Como Contribuir: Participe de eventos, divulgue os passeios turísticos oferecidos pelo projeto ou seja voluntário, apoiando a instituição com seu conhecimento ou financeiramente, com doações ou patrocínios contínuos.
O que começou, em 2015, como uma iniciativa para promover o uso da bicicleta como meio de transporte econômico e sustentável, logo se desenvolveu em uma associação que integra várias demandas atuais em Queimados, município da Baixada Fluminense, na região metropolitana do Rio de Janeiro. Oficialmente registrado em 2019, o Pedala Queimados incentiva e difunde o uso de bicicletas na cidade a fim de promover melhorias na mobilidade sustentável, bem como a transformação social a partir deste meio de transporte.

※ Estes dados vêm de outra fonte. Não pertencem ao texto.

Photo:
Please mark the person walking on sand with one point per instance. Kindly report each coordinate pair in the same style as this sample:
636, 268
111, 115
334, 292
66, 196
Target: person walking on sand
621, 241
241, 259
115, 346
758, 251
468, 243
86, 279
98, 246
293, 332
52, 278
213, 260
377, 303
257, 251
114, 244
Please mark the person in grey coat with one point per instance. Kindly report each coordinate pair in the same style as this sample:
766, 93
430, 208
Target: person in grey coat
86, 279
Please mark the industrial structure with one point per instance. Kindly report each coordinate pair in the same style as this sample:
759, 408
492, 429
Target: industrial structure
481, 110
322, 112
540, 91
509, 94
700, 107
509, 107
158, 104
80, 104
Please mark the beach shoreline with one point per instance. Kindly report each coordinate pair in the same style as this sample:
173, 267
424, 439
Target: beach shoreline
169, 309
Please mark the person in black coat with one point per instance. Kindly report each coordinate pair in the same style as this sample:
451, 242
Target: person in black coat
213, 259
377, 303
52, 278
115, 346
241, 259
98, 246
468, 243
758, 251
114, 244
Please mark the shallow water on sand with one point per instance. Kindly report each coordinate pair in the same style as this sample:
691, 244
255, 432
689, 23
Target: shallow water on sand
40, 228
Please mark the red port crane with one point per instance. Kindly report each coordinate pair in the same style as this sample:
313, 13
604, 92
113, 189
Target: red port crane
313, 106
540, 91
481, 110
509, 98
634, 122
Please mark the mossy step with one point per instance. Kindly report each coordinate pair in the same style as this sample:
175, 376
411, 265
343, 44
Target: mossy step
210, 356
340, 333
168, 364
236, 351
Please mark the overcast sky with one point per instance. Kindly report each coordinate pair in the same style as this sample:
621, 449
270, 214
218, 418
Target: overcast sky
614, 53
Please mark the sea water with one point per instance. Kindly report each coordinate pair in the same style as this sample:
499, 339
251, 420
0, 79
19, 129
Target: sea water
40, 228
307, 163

‘Percebi Que Não Precisava Ficar Refém do Transporte Público’
Quando Carlos Leandro de Oliveira, fundador do Pedala Queimados, chegou a ter que percorrer diariamente 55km de bicicleta até o trabalho, ele repensou sua relação com o deslocamento na cidade e com os modais.

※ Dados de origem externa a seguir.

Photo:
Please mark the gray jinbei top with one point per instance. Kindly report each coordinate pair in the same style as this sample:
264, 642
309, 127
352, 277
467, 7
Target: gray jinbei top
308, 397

“Eu pego a bicicleta e começo a ir para o Rio, até que eu começo a perceber que não precisava ficar refém do transporte público caso eu não tivesse recurso para me locomover. A bicicleta poderia me levar pra vários lugares, pra qualquer lugar. E, depois de fazer duas ciclo-viagens, uma pra São Paulo e outra entre Minas e Espírito Santo, eu comecei a ver que, se eu pedalo o Brasil inteiro, as pessoas podem pedalar em Queimados, que é um lugar plano, teoricamente confortável pra pedalar. Na verdade, não é tanto porque não tem infraestrutura, mas as pessoas já pedalam aqui, né? Aí comecei a fazer uma mobilização pela bicicleta, [para incentivar] que as pessoas pedalassem aqui.” — Carlos Leandro de Oliveira
O percurso diário de bicicleta compreendia o trecho que partia de Queimados até o Centro do Rio, e foi consequência do atraso no salário de Carlos, que, na época, ainda estagiava. Esse acontecimento o incentivou, em 2015, a criar o Pedala Queimados e buscar promover uma maior conscientização sobre o tema na região, além de liderar importantes projetos no segmento.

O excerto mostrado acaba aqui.